Sunday, November 5, 2017

It’s 7:50 pm Gulu time. We are closing the door on Sunday. It’s been a good day.

I left our condo in Minneapolis, 6:30 am Wednesday morning for the first leg of the journey to Northern Uganda. I had to fly through Washington DC, to Amsterdam, Rwanda, then Entebbe Uganda. We caught a few hours before the six hour drive from Entebbe to Gulu. With a few sprinkled layovers, if my math is correct it was almost exactly 48 hours from departure to arrival at our hotel in Gulu. In days like this the gift of sleep is precious and I’ve had a couple very good nights sleep since we’ve arrived.
It was a year ago that I was last with the leaders we are working with in the Gulu area. At the conclusion of that trip I had to tell our students that because of my transition out of the Lead Pastor role at Faith Community Church of New Richmond, it was likely that I would never be back. The men greeted me with tears and the sweet pain of relationship on hold until glory became evident.
By God’s providence the St Croix Valley LEAD Team that I was part of as pastor of Faith, had been working with leaders in Northern Gulu and had locked arms with Training Leaders International (TLI) for their expertise as well as the curriculum they had developed. When God opened the door for me to become an International Trainer with TLI, the door was once again open to return to Gulu. That reunion happened this evening as we had a pre-session with about half of the leaders. Sweet is the best word I can find.
It was last November that we cast vision for a church planting movement in Northern Uganda. We don’t have a full picture of what has taken place this year. I’m not sure anyone on earth does, or maybe even needs to. We know these leaders have started somewhere around 14 new worship gatherings in surrounding villages.
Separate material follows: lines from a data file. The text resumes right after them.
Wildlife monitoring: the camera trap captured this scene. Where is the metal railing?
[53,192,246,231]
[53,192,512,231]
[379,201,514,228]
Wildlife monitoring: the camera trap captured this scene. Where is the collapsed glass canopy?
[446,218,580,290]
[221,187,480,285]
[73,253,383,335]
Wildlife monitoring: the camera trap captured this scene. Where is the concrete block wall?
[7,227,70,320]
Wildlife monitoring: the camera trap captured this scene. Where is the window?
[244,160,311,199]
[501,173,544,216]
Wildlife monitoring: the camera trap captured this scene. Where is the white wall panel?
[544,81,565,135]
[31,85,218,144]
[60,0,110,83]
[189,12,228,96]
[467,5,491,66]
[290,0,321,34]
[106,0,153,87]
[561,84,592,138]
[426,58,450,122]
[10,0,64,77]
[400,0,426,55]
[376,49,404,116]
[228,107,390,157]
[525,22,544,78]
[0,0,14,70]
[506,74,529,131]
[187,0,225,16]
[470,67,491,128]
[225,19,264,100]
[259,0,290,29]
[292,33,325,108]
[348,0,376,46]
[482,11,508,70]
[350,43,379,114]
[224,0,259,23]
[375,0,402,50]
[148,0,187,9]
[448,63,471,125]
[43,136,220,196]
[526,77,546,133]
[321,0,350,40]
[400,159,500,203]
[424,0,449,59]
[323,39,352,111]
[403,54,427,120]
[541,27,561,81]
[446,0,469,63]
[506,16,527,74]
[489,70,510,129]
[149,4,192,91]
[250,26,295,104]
These leaders humble me with their devotion to Jesus and desire to see His church strengthened and multiplied.
This morning our team of three had the joy of worshipping in three of those new churches. I’d like to relay a story that has already made this journey more than worthwhile. Pastor Joe’s church started last January. Pastor Sampson’s church started a few weeks later. They had both been sent out from Pastor Tony’s church to plant new works in two specific villages. The villages were chosen because of the need for a gospel witness, but also because there had been fighting between the tribes that make up the two villages because of land disputes.
Following worship I went into Pastor Joe’s home for some pop and crackers. Pastor Sampson joined us. I listened with a lump in my throat as Pastor Joe told me how God used our time together in November to move him to plant the church. Then Pastor Sampson told us of a miracle God was working through their churches. In spite of the tribal conflict disciples of Jesus from Pastor Joe’s church are sitting down with disciples of Jesus from Pastor Sampson’s church and the villages are noticing. They see that it is only the believers who will work through differences to find unity in the gospel. These men believe God has many from these villages and beyond who will reveal the beauty of the wisdom of God as they love each other in His name.
Our training starts tomorrow morning and my soul is already full. It is such an honor that I have been given by followers of Jesus to serve the church family here. I look forward to eternity to make many precious introductions.